NATO serves as a quasi-public good for its members and as a pure public good for its non-members. It is non-exclusive in the protection it provides regardless of how much each member contributes. Simultaneously, it enables its peripheral and external neighbors (e.g. Switzerland, Austria, Sweden and even France) to free ride under its protective umbrella. With such protection, extremists or anachronisms in either member or non-member nations have less potential support for a rise to power. The obvious example is the non-member nations of Bosnia and its immediate land neighbors in conjunction with recent/current events there: NATO’s successful intervention not only restored order in the area, but it also prevented the outbreak of potential instability to its members, Russia’s “near abroad,” and possibly the entire world. The evidence clearly demonstrates that the evolving NATO should not be feared by Russia or any other nation.

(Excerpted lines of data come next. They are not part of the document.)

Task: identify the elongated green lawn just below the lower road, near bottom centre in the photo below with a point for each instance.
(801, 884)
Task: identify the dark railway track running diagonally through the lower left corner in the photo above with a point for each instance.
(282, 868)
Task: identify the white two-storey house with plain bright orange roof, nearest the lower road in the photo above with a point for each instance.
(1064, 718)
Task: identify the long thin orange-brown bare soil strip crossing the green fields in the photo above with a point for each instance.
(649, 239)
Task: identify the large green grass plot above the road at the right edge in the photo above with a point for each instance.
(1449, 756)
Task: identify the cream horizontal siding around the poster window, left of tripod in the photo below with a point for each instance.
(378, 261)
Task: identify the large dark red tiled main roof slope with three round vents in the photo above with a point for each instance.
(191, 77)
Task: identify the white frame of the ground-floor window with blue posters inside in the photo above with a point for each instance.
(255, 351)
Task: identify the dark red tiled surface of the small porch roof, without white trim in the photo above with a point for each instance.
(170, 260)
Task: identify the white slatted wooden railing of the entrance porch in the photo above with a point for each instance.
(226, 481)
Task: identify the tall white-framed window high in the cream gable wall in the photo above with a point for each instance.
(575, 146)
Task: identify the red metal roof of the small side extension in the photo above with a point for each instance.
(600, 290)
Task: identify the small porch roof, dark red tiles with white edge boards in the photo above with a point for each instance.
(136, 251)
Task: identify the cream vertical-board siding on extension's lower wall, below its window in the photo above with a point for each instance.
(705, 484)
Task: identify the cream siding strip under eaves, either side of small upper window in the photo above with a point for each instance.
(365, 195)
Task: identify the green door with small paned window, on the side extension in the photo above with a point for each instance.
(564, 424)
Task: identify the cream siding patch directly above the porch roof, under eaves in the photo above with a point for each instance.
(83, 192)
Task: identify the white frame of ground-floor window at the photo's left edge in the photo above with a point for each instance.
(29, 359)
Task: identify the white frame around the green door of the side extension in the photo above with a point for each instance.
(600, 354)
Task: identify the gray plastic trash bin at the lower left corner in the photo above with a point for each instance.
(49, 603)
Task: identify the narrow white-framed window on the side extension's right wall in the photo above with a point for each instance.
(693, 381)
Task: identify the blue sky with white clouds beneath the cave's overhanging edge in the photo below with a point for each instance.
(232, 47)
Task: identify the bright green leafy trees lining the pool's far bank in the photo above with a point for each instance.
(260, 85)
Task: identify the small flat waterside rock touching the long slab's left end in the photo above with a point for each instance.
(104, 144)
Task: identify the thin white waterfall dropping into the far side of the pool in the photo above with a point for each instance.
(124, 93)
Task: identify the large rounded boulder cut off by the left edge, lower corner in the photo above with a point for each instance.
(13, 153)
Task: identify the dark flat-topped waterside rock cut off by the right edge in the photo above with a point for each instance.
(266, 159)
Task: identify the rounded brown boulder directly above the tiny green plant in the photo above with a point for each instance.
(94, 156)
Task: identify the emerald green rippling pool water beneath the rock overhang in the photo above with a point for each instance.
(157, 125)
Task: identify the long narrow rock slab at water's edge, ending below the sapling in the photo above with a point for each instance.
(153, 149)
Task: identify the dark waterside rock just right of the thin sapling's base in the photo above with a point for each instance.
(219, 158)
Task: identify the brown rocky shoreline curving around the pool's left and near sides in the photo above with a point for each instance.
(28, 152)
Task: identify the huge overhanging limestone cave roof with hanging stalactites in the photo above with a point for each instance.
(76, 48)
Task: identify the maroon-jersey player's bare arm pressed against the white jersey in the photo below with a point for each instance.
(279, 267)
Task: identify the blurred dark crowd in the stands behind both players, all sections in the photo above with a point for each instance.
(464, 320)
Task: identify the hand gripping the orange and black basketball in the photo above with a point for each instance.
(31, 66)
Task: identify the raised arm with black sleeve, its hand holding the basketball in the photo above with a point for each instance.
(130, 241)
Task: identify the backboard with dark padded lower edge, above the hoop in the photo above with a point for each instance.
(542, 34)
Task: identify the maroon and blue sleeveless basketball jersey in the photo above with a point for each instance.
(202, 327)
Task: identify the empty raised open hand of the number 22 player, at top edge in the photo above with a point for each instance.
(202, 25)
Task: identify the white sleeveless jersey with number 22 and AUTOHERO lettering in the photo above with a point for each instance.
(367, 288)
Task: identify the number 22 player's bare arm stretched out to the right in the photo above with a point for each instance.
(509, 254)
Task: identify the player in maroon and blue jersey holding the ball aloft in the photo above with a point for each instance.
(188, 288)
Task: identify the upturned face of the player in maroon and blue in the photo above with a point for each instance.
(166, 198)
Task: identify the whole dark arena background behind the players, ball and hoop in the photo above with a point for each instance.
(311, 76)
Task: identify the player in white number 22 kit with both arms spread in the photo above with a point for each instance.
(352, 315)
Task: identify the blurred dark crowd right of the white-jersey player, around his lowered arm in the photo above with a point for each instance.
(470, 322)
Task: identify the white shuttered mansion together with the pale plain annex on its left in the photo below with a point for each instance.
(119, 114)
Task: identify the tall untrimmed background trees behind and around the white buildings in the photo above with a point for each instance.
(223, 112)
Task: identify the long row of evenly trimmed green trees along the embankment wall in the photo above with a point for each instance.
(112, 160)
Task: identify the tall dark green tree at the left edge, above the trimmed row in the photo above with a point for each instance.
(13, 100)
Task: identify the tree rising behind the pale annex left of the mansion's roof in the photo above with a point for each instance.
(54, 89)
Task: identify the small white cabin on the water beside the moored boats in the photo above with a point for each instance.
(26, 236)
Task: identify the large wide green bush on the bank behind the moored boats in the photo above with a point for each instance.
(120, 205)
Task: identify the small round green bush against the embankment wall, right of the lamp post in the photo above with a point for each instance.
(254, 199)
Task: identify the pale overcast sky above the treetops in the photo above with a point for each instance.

Instead, it should be embraced, welcomed and, if possible, assisted in the pursuit of its mission.
Naturally, one may ask: why should NATO be maintained and assisted as it pursues its new mission? The answer is easy: because it serves as a creator and protector of prosperity. It has done so during its first fifty years — just compare West Europe’s prosperity and security levels from 1945 to 1998 to those previously achieved — and it will be necessary in order to continue doing so in the future.
The necessity of the continuation of its new mission depends on two factors: (1) high economic interdependence between Europe (European Union – EU) and North America (North America Free Trade Agreement – NAFTA), and (2) globalization of economic activity. EU and NAFTA get richer not only from their economic interaction, but also from their interaction with the rest of the world. Thus, both factors contribute to EU’s and NAFTA’s increasing wealth levels and ever rising share of the global economic pie. Undeniably, it is not only a prosperity path that Europe and North America desire to continue following, but a path that they would like to share, under win/win conditions, with the rest of the world, especially Russia.
According to a UN report , out of the top 100 transnational corporations ranked by foreign assets in 1995, 78 originated from the EU/NAFTA regions, with the U.S. leading the per-country tally (30) followed by the U.K. (11), France (11) and Germany (9).